周严连连冷笑,“老夫人,你去问你的好孙子做了什么好事吧。不过,他能不能活着回来,还很难说。”

他话音刚落,战大娘子两眼翻了翻,一头栽倒在地。

“娘!”

战倾柔抱着战大娘子放声大哭,周严一巴掌打在她脸上,“呱噪。”

顿时,战倾柔白嫩的小脸上多了五个手掌印。

她目露恨意,朝他吐了口唾沫,“狗官。”

周严一脚踹向她心窝,又抬手要扇她耳光,程瑶挡在她面前,“战王是战功赫赫,边关的守护神,大人如此对待他的家眷,就不怕寒了边境将士的心?”

周严眯了眯眼,到底没有再动手。

“周严,事情有变,立即派人封锁各个路口。”赵崇安提刀出来,脸上的刀疤扭曲,像极了一条蛇。

“怎么回事?”

赵崇安低声说了什么,周严顿时变了脸色,点了几个人,匆匆离去。

赵崇安居高临下地站在程瑶面前,“夫人倒是说说,这密库里的东西……都去哪了?”

“我、我不知道什么密室。”程瑶慌乱地缩成一团。

“敢不说实话?”赵崇安的刀尖,抵着她的脖子。

只要他轻轻往前一送,程瑶的小命,就交代在这儿了。

“大人明鉴。”她声音发颤,眼泪大颗大颗往下掉,“妾身进府不到半个月,连中公的钥匙都没摸过,什么密室库房,妾身一概不知不知。”
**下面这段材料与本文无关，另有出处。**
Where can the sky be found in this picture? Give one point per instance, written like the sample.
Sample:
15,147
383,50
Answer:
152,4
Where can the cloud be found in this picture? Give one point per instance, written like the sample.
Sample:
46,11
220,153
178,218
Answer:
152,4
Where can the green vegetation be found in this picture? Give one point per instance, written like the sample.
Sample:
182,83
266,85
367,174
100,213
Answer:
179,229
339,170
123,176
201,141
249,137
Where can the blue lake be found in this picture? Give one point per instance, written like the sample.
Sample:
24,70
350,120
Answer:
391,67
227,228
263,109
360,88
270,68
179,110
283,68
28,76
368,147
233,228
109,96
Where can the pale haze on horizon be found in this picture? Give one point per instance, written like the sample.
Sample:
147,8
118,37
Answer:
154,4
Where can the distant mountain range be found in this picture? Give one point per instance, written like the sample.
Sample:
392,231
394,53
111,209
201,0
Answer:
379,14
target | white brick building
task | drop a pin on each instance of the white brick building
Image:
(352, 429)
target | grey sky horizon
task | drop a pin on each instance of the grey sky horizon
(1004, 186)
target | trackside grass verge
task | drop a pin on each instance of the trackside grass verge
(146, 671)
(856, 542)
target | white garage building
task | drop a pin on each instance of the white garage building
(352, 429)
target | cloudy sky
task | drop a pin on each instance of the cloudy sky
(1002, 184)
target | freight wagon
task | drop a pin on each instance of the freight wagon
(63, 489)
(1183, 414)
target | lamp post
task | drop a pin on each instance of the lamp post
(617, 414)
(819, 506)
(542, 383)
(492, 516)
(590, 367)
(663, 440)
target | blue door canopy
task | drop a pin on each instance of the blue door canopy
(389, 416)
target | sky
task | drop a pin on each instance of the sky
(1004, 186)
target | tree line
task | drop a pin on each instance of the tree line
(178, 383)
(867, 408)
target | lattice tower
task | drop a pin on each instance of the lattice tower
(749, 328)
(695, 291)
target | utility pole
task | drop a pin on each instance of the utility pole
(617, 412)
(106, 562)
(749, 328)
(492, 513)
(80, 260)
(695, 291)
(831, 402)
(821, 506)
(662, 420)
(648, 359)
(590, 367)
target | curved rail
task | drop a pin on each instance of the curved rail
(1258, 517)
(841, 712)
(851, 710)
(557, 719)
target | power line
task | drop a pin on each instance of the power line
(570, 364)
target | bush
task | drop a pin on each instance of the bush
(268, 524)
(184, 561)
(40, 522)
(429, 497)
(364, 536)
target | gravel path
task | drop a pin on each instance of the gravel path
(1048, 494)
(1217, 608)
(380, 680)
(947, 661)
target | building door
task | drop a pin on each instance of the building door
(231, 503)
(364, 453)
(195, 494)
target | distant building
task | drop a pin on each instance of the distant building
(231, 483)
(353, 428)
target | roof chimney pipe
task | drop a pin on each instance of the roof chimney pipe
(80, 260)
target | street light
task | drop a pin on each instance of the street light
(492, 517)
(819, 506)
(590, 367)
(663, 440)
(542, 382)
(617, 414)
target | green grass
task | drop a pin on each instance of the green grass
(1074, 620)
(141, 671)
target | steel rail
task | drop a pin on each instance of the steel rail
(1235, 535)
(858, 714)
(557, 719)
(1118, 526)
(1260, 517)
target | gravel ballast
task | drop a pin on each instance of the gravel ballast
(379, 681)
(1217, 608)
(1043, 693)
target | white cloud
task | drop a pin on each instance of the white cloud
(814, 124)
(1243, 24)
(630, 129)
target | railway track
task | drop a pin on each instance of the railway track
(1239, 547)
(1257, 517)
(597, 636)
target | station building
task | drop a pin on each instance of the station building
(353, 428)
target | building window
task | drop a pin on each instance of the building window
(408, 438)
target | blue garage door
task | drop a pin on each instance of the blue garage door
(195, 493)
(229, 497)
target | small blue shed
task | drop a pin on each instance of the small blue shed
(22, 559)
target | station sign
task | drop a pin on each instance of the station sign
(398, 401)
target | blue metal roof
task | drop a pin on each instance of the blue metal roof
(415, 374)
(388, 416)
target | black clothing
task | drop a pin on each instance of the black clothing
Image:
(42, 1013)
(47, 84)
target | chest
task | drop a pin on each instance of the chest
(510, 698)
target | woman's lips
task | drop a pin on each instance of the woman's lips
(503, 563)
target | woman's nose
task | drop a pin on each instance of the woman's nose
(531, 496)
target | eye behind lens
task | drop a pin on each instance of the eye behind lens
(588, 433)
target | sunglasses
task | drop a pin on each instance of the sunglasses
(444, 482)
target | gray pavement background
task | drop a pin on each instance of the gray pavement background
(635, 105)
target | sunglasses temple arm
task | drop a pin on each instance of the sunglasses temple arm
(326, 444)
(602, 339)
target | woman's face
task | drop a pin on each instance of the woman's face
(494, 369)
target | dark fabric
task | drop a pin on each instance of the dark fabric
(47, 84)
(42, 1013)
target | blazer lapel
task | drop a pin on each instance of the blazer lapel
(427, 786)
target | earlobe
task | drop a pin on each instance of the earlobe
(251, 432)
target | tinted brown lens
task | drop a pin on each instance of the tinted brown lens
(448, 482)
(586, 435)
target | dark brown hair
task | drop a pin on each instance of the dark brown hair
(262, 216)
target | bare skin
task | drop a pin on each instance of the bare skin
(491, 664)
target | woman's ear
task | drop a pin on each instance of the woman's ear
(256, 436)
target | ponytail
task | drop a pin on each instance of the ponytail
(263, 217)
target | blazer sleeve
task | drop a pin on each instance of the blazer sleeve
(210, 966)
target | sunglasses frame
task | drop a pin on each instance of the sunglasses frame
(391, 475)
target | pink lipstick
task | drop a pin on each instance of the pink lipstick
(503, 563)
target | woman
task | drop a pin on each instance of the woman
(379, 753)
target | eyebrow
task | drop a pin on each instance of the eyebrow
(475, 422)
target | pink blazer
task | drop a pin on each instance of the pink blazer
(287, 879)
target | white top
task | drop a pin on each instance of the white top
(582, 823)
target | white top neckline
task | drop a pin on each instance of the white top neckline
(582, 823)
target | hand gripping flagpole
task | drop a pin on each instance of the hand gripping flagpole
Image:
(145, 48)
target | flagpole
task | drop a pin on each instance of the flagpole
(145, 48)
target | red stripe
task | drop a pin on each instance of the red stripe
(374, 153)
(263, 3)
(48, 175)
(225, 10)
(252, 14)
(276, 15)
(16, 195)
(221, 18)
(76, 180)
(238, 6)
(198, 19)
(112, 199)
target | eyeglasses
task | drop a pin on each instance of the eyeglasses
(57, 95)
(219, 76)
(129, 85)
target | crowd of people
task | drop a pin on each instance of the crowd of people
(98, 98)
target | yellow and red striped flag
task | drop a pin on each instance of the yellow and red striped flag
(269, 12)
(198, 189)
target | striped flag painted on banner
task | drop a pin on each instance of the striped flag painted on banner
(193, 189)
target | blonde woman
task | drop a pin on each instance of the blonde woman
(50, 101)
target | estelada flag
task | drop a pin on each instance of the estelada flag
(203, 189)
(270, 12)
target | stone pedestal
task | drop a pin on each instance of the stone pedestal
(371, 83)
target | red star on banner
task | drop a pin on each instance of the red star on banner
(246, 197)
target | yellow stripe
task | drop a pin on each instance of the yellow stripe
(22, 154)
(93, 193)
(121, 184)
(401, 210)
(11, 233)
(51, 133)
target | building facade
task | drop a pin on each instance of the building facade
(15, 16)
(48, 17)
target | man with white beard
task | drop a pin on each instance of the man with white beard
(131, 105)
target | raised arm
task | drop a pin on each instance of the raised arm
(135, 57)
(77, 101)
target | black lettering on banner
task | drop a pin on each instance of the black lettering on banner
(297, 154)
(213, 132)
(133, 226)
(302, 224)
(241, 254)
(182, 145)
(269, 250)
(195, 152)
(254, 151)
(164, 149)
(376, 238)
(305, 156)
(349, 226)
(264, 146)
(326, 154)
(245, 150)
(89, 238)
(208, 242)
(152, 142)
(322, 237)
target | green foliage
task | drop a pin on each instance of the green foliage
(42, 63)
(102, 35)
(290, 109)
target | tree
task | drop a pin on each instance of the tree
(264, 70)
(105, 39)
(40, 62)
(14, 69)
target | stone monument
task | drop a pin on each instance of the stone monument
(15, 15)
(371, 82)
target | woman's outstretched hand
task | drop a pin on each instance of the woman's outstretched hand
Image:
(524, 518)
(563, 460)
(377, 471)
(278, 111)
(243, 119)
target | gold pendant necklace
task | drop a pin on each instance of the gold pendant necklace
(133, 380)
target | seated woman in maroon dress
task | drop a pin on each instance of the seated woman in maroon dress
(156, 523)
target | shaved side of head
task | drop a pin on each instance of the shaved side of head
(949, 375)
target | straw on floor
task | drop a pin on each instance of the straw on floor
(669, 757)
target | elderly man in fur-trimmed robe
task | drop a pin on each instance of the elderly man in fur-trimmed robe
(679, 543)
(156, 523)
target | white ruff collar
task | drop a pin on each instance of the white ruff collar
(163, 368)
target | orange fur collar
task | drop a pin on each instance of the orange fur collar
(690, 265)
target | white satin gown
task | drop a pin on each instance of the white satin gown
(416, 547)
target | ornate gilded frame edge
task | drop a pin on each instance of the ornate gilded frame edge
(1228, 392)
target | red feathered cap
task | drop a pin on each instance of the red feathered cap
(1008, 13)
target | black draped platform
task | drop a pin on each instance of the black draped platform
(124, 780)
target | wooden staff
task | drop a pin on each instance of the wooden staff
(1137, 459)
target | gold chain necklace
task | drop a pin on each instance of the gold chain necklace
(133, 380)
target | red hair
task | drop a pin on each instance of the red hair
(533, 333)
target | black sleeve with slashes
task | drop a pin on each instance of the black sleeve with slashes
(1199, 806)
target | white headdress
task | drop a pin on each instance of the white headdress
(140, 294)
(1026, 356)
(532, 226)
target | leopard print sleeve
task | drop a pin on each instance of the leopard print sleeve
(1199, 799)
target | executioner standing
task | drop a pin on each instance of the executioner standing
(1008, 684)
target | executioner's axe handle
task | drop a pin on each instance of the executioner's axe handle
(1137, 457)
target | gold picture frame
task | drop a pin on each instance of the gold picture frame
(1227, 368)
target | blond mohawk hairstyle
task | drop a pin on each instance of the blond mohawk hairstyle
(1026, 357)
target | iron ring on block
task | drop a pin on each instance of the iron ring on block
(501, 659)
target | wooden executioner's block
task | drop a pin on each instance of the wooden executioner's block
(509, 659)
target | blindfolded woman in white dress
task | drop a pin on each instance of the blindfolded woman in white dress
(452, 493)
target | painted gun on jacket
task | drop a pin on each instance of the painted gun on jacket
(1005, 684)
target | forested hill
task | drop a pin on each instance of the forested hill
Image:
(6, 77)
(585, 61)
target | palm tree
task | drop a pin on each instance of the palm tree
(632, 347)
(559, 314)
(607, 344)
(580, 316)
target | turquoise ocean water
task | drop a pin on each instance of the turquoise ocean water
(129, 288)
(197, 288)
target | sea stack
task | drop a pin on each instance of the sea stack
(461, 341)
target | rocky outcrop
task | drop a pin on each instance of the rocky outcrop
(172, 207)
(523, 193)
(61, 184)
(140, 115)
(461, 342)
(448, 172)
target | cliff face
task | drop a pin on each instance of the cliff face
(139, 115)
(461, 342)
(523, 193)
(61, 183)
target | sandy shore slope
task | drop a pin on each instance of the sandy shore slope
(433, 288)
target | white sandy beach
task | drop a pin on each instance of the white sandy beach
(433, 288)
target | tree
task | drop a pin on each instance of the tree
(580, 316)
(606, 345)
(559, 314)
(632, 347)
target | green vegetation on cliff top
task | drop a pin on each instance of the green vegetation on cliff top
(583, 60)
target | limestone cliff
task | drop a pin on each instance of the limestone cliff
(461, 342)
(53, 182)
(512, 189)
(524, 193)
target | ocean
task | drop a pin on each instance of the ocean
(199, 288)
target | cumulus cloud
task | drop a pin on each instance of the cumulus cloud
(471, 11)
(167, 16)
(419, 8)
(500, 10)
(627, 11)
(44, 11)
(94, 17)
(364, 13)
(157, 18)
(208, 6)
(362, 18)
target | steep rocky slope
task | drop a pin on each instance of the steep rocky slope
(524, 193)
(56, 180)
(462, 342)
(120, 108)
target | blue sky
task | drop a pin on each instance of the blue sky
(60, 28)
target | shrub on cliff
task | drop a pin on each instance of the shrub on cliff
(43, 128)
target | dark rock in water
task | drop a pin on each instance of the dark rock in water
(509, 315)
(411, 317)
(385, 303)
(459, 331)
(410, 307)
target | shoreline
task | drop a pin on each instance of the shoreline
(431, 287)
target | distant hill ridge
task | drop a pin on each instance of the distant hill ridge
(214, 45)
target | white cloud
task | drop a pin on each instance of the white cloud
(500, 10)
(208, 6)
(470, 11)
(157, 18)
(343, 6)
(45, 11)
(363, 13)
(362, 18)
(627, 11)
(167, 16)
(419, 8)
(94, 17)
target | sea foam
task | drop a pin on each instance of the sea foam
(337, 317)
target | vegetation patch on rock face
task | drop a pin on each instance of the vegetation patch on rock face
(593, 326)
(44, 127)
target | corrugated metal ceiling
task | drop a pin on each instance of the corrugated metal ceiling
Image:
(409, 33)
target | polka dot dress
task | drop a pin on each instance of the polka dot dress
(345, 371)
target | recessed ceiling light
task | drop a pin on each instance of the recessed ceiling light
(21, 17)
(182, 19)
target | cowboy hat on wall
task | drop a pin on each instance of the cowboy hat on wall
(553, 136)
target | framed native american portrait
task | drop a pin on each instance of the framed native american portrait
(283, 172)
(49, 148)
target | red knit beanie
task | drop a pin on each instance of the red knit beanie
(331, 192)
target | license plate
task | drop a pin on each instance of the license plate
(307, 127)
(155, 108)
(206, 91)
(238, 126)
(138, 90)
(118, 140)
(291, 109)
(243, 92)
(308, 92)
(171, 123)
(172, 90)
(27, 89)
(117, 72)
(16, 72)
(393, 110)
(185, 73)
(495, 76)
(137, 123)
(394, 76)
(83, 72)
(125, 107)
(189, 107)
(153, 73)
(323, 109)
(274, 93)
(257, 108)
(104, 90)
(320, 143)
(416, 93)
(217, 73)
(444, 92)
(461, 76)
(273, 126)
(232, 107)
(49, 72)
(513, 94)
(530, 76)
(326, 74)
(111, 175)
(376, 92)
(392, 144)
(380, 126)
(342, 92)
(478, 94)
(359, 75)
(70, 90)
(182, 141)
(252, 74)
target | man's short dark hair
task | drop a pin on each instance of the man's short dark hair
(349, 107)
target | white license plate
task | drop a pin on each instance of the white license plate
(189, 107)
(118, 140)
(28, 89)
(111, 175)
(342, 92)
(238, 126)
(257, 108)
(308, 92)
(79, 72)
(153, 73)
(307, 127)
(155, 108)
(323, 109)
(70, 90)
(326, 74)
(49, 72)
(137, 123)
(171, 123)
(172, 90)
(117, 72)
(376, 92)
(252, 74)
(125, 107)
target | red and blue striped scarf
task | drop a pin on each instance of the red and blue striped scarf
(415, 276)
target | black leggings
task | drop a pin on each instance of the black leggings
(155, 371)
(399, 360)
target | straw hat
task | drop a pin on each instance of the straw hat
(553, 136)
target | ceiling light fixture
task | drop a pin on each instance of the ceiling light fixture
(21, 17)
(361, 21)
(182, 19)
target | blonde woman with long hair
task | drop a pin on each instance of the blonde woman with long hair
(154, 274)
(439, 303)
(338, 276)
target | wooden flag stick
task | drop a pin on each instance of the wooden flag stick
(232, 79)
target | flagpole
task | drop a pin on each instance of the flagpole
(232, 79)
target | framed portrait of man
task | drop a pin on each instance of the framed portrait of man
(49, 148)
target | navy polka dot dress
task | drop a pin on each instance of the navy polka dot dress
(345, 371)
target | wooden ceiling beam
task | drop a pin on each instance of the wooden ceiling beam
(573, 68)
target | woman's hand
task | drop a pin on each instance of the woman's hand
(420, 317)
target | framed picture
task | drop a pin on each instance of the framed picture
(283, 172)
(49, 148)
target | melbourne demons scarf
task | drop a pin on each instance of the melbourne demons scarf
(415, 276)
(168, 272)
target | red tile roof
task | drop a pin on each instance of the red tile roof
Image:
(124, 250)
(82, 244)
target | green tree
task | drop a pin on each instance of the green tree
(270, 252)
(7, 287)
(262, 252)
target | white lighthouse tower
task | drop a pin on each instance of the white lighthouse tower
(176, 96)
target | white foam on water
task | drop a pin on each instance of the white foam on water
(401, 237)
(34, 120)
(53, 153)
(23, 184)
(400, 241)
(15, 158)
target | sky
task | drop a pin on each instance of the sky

“装得挺像。”赵崇安眯起眼,用刀拍打她的脸,刀疤随嘴角扯动,“你不老实,待进了流放营,可有得是苦头你吃。”

他挥了挥手,“把人都押起来!财物充公,只许穿一件单衣!明日一早发往流放营,沿途不许给吃的!”

官兵一拥而上,整个战家哭闹声四起,桌椅翻倒的脆响、瓷器碎裂的锐声此起彼伏,整个宅院像被捅翻的马蜂窝,乱成一片。

趁乱中,程瑶的指尖划过战大娘子的嘴,一滴灵泉水,滑落她口中。

很快,战大娘子幽幽醒转。

赵崇安挥刀砍死两个乱跑的下人,举起染血的刀,“胆敢反抗者,杀无赦!”

现场静了一霎。

……

不过一刻时,战家阖府上下,全被绑了个严实,被官兵推搡出去,押上囚车。

“夫人,振作起来,我们还有机会。”

萧福经过程瑶面前,低声说了一句话。

程瑶脚步顿了顿,身后的官兵便粗鲁的推了她一把,“走快点!”

程瑶踉跄着往前扑,差点摔倒。

“住手!”

一翩翩白衣少年疾步而来,一脚将官差踹翻。

旁边的官差举刀要砍,少年眼眸冰冷,正气凛然,“我们虽不幸沦为阶下囚,却也轮不到你们这些渣滓欺压,你尽管动手,看将来的下场如何。”

官差的刀举了又举,到底没敢落下,战皓霆擅谋略,谁知道他有没有后手?他底下那些武将,会不会找他们清算!

程瑶眼眶发热。

少年身形单薄,却坚定不移地护在她面前。